Cecil B. DeMille’s The Ten Commandments, 1956
This film is a partial remake of DeMille’s 1923 silent film. In remaking this epic story, DeMille made the decision to create an historical series of events with as much realism and special effects as were available to film makers in the 1950’s.
While there are many elements of this film that could be discussed at length, one of the greatest to draw your attention to the characters and the background is the art of costuming.
“What a costume designer does is a cross between magic and camouflage. We create the illusion of changing the actors into what they are not. We ask the public to believe that every time they see a performer on the screen he's become a different person. “Edith Head, Costume Designer, What Mrs. Head created in this film was costumes that enhanced each character and accented the changes that some characters made during the story.

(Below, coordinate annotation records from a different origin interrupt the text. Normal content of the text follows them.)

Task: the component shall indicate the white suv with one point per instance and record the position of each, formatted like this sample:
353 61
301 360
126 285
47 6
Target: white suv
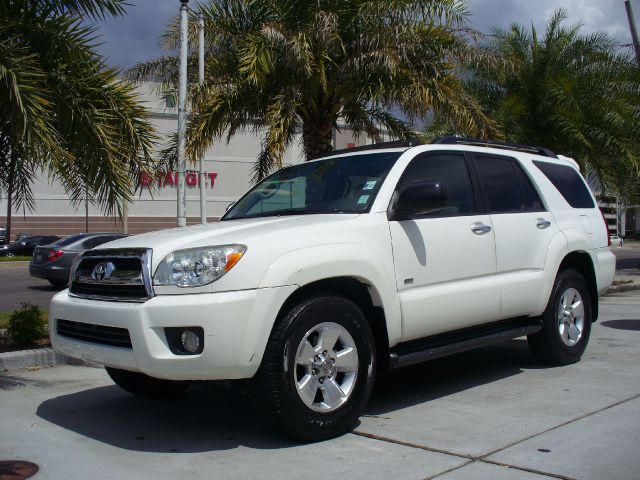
329 271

The visual costuming of Ramses II preparing for battle enhanced the feeling of rage and sorrow. In the dance of the veils by the Midian daughters the color and lightness of the veils against the darkness of the tent enhanced the lighter setting of the scene action. Egyptian princesses were dressed in or gowns to symbolize their status, while the Bedouin women were dressed in heavier fabrics. Each costume enhanced the character rather than distracting from it.
The overall character and costume change of the main character, Moses, gave a visual transformation. From the Princely garb of power and strength, to the minimal clothing of a slave, to the heavy robe of a sheep herder, Moses’ character was transformed with costumes to match each transitional period and to visually pull one into his personal journey.